Vous semblez être le seul à en parler, avez-vous des références à me conseiller à ce propos? J'entends régulièrement ce type de prophétie apocalyptique de la part d'extrémistes musulmans (Daech en particulier), mais c'est la première fois que je le vois associé à des extrémistes chrétiens.
Alexis
[ PP à Alexis - Je ne suis pas tout à fait le seul : un invité américain de France Culture en parlait ce matin, cf. commentaire ci-dessus. Mais j'ai fait une enquête sur les évangéliques, publiée en 2009 chez Perrin ('Les évangéliques à la conquête du monde'), où j'étudie le phénomène du fondamentalisme américain et les élucubrations auquel il a donné lieu sur le thème de la fin des temps. C'est le "millénarisme", qui consiste à lire la Bible comme dans un cauchemar et à sur-interpréter quelques versets symboliques (Apocalypse ou Daniel) pour leur faire dire ce qu'ils ne disent pas mais dont on aurait envie ; en l'espèce, une "bataille ultime" du Bien (Israël et l'Amérique) contre le Mal (les Arabes).
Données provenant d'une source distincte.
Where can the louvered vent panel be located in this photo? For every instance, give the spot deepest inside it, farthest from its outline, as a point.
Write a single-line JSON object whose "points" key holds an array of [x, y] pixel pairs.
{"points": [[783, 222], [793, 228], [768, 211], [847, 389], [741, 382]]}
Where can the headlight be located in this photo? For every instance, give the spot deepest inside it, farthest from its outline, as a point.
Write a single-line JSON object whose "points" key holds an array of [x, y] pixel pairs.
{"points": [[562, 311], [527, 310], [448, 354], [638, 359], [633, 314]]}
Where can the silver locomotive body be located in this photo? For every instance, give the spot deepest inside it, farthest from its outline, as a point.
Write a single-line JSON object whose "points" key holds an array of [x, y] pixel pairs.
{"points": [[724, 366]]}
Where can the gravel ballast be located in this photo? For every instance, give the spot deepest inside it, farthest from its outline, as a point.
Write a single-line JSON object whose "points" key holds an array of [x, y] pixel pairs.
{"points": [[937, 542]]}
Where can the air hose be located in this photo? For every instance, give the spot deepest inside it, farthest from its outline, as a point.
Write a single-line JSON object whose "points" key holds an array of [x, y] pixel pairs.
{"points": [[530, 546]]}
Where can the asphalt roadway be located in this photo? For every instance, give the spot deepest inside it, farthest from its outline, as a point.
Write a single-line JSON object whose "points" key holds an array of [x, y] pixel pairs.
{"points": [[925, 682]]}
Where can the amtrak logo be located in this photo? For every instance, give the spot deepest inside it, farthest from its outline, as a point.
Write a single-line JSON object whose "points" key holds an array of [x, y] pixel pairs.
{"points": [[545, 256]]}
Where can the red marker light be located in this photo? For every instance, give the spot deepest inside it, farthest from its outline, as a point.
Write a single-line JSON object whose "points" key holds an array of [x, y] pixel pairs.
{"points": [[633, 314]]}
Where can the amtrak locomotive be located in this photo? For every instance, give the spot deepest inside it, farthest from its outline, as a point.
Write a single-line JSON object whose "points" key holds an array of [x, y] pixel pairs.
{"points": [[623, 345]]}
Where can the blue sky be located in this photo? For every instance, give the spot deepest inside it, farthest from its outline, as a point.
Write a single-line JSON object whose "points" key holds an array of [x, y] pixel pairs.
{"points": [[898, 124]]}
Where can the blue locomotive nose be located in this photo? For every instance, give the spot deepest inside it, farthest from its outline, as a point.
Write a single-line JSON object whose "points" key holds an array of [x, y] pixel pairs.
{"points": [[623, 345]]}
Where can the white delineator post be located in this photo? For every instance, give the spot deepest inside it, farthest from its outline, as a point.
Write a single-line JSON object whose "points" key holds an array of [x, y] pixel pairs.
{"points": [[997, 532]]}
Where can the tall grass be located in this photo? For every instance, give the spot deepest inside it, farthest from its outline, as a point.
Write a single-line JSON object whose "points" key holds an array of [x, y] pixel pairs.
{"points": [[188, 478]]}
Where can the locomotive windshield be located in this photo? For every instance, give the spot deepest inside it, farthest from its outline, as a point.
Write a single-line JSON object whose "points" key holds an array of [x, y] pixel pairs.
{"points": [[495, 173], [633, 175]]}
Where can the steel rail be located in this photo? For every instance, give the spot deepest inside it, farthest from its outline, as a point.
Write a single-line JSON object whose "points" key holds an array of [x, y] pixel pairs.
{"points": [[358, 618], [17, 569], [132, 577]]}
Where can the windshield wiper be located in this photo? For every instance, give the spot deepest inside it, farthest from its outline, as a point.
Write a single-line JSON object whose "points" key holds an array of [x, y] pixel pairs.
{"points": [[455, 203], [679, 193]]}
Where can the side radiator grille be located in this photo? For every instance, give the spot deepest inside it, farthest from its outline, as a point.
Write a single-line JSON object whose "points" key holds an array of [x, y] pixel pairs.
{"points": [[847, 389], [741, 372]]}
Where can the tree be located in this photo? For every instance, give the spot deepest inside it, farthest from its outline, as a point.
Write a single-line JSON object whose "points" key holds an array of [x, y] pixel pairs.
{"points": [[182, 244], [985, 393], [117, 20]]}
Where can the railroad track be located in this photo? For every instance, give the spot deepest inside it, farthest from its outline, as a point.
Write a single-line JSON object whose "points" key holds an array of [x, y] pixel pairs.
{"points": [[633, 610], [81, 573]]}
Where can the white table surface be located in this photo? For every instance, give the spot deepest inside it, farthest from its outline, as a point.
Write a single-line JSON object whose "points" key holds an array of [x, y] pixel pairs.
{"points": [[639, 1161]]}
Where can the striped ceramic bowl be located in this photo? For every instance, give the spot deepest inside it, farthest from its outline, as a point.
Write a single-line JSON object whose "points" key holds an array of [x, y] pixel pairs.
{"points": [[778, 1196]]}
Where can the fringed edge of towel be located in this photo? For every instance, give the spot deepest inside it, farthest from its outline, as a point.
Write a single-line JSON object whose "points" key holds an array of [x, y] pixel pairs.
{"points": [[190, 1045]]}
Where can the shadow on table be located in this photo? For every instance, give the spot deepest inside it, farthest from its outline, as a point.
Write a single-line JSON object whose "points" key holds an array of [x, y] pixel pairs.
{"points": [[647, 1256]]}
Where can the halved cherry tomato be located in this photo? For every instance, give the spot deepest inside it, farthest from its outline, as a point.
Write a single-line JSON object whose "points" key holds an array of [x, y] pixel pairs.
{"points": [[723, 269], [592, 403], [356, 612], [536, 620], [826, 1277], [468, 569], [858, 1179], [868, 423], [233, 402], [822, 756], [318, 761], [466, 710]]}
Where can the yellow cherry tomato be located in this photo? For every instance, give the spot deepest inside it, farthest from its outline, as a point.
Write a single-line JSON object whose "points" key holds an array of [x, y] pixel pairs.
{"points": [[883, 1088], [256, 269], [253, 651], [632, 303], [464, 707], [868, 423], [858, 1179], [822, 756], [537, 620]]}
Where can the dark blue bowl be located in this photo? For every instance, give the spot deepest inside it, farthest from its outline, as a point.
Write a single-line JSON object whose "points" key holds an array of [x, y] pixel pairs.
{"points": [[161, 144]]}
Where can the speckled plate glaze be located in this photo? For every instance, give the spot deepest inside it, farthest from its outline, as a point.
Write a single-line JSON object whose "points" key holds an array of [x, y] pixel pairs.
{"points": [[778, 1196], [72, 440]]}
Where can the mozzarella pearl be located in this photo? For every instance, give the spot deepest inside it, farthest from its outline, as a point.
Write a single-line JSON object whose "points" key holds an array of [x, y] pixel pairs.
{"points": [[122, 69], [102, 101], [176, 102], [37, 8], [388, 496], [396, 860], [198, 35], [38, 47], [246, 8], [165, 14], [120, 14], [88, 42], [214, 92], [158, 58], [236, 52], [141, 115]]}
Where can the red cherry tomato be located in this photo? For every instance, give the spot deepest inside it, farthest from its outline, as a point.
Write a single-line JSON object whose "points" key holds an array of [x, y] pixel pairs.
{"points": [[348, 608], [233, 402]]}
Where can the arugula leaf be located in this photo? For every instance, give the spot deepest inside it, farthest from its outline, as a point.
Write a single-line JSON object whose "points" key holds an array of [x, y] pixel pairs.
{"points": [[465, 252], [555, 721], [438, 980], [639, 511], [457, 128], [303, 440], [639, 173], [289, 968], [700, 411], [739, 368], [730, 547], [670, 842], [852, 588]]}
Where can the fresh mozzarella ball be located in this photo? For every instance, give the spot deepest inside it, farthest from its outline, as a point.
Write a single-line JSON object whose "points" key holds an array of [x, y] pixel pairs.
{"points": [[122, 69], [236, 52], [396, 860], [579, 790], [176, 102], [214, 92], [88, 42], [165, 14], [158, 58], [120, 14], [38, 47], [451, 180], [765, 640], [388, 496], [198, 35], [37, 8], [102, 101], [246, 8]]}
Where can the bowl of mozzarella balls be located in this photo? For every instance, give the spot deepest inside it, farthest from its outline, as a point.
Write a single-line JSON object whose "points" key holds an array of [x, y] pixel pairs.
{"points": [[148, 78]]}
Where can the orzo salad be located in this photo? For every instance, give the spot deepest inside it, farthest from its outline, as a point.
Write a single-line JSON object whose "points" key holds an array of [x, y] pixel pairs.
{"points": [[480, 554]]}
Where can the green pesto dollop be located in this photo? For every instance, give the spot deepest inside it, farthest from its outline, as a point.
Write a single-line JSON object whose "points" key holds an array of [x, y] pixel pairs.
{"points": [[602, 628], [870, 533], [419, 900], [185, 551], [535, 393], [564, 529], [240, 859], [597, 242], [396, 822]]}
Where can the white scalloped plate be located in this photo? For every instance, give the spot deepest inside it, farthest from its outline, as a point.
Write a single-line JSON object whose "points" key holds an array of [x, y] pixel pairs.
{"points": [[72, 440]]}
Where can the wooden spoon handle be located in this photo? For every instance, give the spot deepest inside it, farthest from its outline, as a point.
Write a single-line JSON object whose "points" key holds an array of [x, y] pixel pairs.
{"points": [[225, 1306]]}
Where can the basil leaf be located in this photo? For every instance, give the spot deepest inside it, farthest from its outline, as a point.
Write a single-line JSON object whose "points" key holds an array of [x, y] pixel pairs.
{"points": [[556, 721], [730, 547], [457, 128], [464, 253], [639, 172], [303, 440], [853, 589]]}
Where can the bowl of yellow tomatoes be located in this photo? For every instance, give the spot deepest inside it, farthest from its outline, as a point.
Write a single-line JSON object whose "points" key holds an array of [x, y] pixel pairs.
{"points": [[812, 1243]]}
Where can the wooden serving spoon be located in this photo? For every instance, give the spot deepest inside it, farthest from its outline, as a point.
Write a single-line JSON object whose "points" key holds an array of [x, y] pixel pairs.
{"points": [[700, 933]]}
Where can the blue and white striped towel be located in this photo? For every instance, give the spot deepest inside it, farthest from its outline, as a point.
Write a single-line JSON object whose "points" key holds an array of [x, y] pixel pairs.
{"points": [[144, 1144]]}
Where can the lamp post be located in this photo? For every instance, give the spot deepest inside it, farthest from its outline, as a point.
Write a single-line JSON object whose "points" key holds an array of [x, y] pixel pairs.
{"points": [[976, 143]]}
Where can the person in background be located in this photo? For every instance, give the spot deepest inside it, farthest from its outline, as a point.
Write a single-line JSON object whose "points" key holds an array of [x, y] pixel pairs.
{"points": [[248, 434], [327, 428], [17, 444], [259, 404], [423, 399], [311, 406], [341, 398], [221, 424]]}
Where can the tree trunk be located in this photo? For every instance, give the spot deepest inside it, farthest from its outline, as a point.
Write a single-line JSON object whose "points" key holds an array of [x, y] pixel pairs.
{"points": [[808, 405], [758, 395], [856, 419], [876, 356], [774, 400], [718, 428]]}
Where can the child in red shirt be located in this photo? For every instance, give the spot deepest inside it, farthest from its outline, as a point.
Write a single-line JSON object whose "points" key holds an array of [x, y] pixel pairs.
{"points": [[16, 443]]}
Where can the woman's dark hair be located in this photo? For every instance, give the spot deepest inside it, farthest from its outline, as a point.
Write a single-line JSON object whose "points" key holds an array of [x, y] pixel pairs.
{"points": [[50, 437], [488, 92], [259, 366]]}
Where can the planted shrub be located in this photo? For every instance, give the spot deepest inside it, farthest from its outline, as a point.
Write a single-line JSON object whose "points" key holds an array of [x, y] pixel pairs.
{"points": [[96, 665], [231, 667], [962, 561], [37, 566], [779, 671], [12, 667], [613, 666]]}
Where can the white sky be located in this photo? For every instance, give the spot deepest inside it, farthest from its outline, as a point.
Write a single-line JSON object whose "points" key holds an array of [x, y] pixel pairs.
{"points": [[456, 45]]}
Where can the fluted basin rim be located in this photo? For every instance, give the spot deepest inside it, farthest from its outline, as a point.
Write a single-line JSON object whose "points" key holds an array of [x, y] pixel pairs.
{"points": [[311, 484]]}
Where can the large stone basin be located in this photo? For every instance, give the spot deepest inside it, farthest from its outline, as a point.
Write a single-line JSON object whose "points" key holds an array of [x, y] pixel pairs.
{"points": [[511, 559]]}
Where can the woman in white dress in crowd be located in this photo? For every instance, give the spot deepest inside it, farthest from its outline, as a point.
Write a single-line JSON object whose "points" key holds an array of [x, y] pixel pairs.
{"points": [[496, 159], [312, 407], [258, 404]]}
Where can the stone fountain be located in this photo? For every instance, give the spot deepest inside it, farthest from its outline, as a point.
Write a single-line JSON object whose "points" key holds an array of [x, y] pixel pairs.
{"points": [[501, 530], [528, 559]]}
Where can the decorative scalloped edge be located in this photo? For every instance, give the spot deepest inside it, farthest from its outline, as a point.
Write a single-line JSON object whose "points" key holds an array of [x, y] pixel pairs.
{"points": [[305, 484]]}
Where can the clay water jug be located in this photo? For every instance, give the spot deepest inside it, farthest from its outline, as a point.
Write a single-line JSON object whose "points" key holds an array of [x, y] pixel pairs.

C'est de là qu'est né le mouvement des chrétiens ultra-sionistes américains, qui a donné lieu à de multiples manifestations d'hystérie belliciste (voir le terrible film 'Jesus Camp') et à un puissant courant politicien à la droite du parti républicain... Courant que Trump veut flatter avec sa décision sur Jérusalem, considérée par les millénaristes comme un prélude aux Derniers Temps. Inutile de préciser que Trump lui-même ne partage pas cette idéologie. Ni d'ailleurs aucune. ]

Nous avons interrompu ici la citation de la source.